Within three months, all these guinea pigs started paying PlanGrid for the software. Around that time, the startup raised a small initial funding round of $1.5 million from current Y Combinator President Sam Altman, Gmail founder Paul Buchheit, 500 Startups, and Google Ventures.

While the company had a handful of paying customers, it still needed to be scrappy to bring in more business. Young and her co-founders would go to construction trade conferences and pitch any company they could meet with. While PlanGrid faced some rejection, it got enough customers to become profitable. Since 2012, despite barely spending money on marketing or sales, the company has landed over 10,000 paying customers.

Plangrid offers four tiers of software that range from free to $100 monthly, based on the number of blueprints customers want to upload. Currently, over 200,000 building projects have been built using PlanGrid, and 19 million blueprints uploaded to the app. High-profile clients include the construction company that builds all U.S. stores for Target and another that works for Nordstrom.

While Young and her founding team enjoyed bootstrapping the company, they also knew that they needed more money to hire a bigger staff. Ultimately they chose Sequoia, an early investor in companies like Google, despite the fact that the firm insisted on a lower valuation for PlanGrid than others. The team decided that it was worth it because Sequoia and Leone shared a similar long-term vision.

Leone said he knew right away that he wanted to invest in PlanGrid. In fact, they reached a deal and issued a term sheet within a matter of days, which is rare for the firm when making a large investment decision.

In an interview with Fortune, Leone said PlanGrid was a rare success in terms of a new company building a product that caught on so quickly.
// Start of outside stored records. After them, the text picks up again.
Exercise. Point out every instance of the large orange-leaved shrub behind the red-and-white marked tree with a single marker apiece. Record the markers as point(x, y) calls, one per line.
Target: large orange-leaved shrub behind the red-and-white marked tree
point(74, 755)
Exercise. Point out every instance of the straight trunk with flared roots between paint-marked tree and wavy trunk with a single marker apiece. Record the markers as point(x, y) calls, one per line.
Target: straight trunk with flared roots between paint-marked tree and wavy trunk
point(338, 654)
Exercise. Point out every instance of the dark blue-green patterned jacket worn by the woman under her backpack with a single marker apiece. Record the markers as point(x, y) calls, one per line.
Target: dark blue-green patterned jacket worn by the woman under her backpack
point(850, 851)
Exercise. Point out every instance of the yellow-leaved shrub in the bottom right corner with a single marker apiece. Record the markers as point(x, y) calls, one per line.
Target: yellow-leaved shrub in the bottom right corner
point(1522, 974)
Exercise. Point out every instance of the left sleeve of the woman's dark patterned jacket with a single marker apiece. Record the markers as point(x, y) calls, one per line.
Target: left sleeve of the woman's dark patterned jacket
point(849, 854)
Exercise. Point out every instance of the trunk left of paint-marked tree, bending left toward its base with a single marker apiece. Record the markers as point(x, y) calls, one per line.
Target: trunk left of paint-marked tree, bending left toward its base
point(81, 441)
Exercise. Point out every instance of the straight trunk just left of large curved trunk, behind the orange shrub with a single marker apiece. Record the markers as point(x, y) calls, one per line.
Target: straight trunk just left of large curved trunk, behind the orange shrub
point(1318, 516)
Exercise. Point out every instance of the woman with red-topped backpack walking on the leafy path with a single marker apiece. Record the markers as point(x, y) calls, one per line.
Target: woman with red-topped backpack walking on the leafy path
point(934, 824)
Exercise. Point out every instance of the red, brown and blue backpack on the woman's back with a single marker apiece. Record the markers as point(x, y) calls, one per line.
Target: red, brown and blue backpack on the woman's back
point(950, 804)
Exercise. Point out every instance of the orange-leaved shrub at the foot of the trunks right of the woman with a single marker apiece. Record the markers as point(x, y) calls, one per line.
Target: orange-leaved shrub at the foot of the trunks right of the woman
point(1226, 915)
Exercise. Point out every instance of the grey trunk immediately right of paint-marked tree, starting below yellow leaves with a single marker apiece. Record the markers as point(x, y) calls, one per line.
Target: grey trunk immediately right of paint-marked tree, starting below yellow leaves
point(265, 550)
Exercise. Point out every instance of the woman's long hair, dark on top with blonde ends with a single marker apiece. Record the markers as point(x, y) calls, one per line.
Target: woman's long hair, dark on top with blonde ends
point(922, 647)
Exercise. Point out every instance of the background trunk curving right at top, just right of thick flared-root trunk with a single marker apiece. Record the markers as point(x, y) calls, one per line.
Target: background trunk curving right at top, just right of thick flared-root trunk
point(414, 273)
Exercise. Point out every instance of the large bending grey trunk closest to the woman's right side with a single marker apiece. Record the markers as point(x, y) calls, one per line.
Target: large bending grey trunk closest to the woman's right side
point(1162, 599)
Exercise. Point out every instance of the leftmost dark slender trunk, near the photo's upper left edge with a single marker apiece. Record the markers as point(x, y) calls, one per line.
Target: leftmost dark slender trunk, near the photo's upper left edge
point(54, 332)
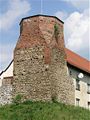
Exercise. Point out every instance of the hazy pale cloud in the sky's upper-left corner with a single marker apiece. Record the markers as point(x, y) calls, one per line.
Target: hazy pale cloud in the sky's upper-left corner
point(16, 9)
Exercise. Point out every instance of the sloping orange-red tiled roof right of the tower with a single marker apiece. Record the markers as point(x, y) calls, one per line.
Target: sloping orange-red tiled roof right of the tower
point(77, 61)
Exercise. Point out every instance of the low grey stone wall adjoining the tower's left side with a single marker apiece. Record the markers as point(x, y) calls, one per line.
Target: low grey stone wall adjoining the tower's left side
point(6, 91)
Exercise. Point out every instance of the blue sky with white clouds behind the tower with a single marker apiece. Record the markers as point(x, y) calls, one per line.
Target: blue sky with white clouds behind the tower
point(74, 13)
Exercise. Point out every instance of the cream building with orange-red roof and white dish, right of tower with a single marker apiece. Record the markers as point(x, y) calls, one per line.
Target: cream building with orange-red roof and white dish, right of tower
point(79, 70)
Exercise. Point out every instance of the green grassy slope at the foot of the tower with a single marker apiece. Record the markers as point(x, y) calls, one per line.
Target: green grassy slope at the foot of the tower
point(43, 111)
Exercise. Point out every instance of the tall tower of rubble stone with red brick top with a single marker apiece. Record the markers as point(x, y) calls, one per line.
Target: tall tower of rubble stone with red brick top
point(40, 71)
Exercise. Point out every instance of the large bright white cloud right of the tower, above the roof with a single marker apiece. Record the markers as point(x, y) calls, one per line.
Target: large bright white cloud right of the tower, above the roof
point(76, 32)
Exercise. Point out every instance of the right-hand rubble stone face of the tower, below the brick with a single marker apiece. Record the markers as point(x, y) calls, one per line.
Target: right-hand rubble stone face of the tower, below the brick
point(62, 84)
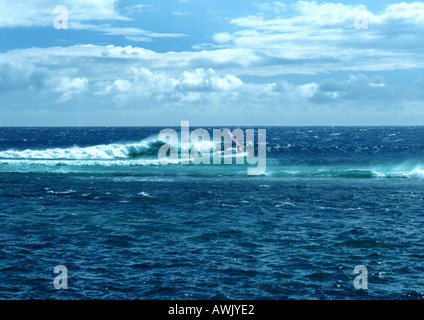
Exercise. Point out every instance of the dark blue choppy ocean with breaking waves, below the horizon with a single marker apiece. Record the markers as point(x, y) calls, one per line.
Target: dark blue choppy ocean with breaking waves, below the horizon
point(96, 201)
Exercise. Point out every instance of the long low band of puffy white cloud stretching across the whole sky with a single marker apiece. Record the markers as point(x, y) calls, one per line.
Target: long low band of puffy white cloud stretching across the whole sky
point(129, 76)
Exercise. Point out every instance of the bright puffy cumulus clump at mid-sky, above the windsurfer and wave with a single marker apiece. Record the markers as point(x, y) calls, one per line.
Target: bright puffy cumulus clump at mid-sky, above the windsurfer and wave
point(158, 87)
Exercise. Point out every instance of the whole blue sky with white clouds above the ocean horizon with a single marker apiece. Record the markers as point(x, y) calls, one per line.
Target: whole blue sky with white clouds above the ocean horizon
point(211, 62)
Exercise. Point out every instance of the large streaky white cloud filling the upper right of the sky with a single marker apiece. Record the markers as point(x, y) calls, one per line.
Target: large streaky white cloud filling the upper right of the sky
point(324, 37)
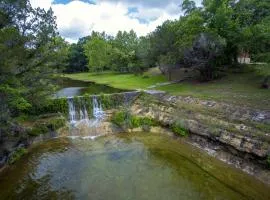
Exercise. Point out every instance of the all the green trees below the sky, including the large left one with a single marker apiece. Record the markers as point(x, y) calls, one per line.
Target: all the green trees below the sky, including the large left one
point(205, 38)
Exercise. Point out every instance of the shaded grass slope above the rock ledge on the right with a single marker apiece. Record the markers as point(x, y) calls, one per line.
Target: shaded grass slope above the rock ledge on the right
point(242, 89)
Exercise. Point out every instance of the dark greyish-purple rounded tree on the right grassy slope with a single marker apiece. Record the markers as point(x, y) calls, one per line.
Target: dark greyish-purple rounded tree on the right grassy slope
point(206, 55)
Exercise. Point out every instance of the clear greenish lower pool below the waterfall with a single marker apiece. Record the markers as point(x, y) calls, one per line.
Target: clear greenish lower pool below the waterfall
point(141, 166)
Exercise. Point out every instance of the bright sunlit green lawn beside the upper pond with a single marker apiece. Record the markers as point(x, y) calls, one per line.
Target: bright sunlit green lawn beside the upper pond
point(121, 81)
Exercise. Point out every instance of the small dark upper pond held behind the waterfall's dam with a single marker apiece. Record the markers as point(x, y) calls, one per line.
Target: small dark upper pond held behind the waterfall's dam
point(69, 87)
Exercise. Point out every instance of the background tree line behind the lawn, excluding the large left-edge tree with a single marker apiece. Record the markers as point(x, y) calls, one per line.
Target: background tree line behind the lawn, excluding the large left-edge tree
point(206, 38)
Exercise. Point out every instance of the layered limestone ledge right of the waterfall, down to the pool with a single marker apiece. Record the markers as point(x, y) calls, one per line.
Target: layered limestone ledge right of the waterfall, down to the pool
point(236, 135)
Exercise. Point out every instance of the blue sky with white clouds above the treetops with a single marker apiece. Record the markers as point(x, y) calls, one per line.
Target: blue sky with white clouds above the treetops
point(78, 18)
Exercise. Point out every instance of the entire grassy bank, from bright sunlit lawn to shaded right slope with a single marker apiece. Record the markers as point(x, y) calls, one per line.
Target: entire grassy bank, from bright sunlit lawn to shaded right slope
point(236, 88)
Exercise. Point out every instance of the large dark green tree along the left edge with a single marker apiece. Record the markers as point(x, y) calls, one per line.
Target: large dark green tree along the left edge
point(28, 64)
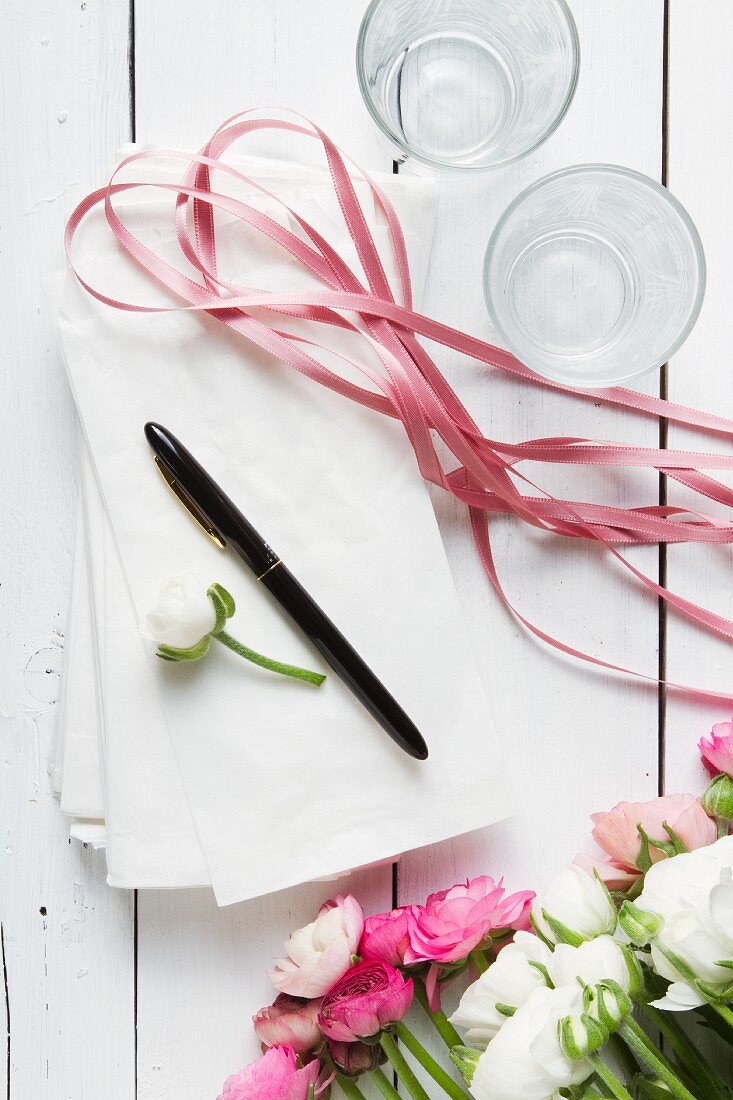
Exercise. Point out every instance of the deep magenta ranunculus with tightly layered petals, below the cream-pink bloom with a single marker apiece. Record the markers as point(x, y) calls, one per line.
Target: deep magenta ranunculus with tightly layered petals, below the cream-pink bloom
point(368, 998)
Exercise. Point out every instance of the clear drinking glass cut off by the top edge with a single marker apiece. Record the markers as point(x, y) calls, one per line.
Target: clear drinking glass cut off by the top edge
point(467, 84)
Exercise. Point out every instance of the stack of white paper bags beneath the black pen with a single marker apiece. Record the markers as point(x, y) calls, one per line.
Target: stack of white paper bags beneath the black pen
point(220, 774)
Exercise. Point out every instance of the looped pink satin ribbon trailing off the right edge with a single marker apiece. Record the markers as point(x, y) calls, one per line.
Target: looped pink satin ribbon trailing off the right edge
point(412, 388)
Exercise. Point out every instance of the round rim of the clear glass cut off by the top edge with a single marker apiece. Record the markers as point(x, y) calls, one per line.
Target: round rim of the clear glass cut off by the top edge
point(447, 167)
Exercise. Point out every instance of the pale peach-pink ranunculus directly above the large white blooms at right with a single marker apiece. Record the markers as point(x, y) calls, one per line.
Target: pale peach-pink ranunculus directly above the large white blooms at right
point(617, 833)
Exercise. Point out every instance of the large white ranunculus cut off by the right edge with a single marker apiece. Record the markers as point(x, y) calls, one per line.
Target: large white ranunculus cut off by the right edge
point(694, 896)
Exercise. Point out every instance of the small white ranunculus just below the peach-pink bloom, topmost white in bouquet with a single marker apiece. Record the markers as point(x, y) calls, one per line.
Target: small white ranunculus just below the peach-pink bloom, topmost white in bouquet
point(578, 901)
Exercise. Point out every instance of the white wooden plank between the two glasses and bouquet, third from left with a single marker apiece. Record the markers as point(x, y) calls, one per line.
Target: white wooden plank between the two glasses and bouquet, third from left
point(576, 741)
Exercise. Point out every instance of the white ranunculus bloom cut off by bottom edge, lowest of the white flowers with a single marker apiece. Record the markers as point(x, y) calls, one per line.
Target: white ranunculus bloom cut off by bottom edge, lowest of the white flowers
point(524, 1061)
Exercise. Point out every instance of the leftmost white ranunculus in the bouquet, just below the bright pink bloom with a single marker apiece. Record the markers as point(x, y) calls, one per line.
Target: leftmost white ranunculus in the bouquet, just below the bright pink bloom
point(510, 981)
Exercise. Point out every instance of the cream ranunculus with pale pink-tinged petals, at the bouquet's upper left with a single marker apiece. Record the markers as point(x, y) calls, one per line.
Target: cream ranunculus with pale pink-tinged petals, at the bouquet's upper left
point(322, 952)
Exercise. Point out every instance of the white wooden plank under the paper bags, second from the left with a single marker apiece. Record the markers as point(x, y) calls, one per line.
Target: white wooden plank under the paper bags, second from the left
point(202, 971)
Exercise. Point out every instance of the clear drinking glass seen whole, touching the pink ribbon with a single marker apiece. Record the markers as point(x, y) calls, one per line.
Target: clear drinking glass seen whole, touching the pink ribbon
point(595, 276)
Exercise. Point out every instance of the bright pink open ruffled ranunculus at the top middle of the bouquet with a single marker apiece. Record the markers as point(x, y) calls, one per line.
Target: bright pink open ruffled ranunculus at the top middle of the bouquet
point(454, 922)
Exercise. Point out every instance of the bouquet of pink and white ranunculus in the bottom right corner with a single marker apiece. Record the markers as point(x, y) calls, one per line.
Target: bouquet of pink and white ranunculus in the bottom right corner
point(578, 994)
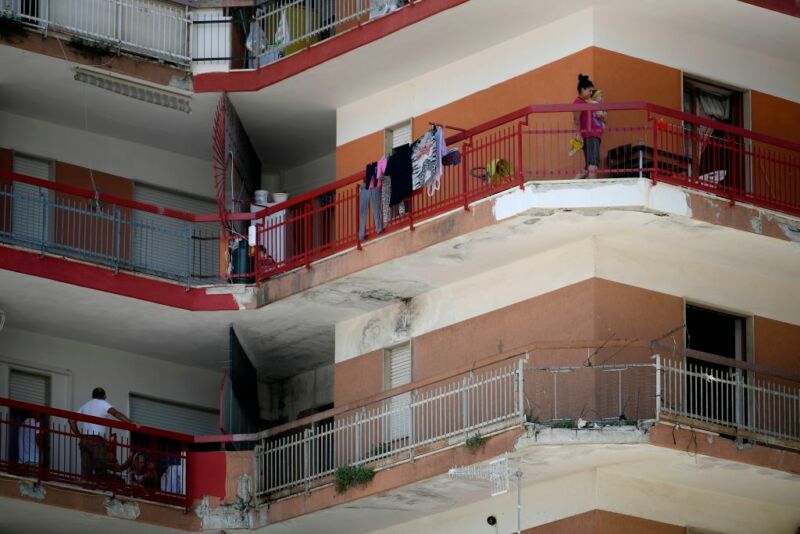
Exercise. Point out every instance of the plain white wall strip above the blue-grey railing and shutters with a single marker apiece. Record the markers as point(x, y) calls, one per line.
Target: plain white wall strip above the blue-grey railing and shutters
point(107, 154)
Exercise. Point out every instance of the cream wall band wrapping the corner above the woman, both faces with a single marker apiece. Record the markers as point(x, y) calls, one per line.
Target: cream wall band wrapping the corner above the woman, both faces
point(691, 35)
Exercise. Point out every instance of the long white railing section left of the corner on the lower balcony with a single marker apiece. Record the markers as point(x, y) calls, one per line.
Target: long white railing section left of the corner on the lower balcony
point(433, 418)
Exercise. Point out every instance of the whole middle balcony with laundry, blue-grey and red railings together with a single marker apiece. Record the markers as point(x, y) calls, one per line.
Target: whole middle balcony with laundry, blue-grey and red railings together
point(644, 142)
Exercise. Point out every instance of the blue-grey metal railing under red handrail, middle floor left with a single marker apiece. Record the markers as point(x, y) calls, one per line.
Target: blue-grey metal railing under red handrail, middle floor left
point(109, 235)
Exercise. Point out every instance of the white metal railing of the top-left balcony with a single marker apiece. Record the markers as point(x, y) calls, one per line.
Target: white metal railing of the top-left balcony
point(148, 27)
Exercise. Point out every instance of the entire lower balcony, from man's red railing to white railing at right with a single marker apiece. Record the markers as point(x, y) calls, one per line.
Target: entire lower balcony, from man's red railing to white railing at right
point(592, 393)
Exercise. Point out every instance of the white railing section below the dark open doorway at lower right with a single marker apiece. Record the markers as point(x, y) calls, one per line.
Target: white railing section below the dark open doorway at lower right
point(731, 398)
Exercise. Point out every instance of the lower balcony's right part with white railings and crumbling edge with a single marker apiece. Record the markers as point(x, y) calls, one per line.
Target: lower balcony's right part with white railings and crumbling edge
point(595, 394)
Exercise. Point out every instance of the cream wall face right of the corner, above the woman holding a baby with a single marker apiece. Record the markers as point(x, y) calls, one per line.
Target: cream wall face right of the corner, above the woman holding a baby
point(694, 36)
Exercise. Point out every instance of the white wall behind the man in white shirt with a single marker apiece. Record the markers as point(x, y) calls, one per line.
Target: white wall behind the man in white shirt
point(80, 367)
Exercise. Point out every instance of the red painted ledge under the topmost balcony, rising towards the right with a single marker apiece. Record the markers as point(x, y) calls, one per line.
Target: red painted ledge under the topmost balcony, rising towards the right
point(253, 80)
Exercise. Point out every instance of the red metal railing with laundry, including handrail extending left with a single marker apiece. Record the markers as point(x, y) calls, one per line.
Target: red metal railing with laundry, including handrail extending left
point(641, 140)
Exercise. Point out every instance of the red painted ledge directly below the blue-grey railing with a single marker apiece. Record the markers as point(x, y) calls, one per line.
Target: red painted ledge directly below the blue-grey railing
point(121, 283)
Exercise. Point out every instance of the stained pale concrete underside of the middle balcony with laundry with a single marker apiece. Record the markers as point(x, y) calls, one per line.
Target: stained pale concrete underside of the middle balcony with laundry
point(297, 333)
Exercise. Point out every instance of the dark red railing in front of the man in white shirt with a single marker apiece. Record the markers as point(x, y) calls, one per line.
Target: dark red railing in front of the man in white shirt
point(38, 442)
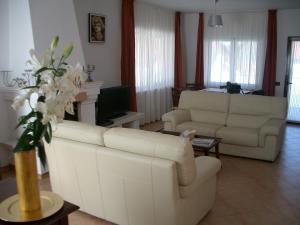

He also pointed out that at the time of Sequoia’s investment, around eight of ten major building projects in downtown San Francisco were using PlanGrid’s software.

“There are not a lot of companies that would be willing to gamble on an unknown startup’s products,” he said. “It has to fulfill such a major pain in a customer’s mind.”

William Hoop, an executive at Lend Lease (US) Construction, in Chicago, and an early PlanGrid user, explained that using the service makes the building process more efficient. Construction managers don’t constantly have to wait for new blueprints to be printed when plans change, which happens often.

“PlanGrid is a game changer for us,” Hoop said.

Eventually PlanGrid has ambitions of being a platform for not just blueprints but all construction information and project management.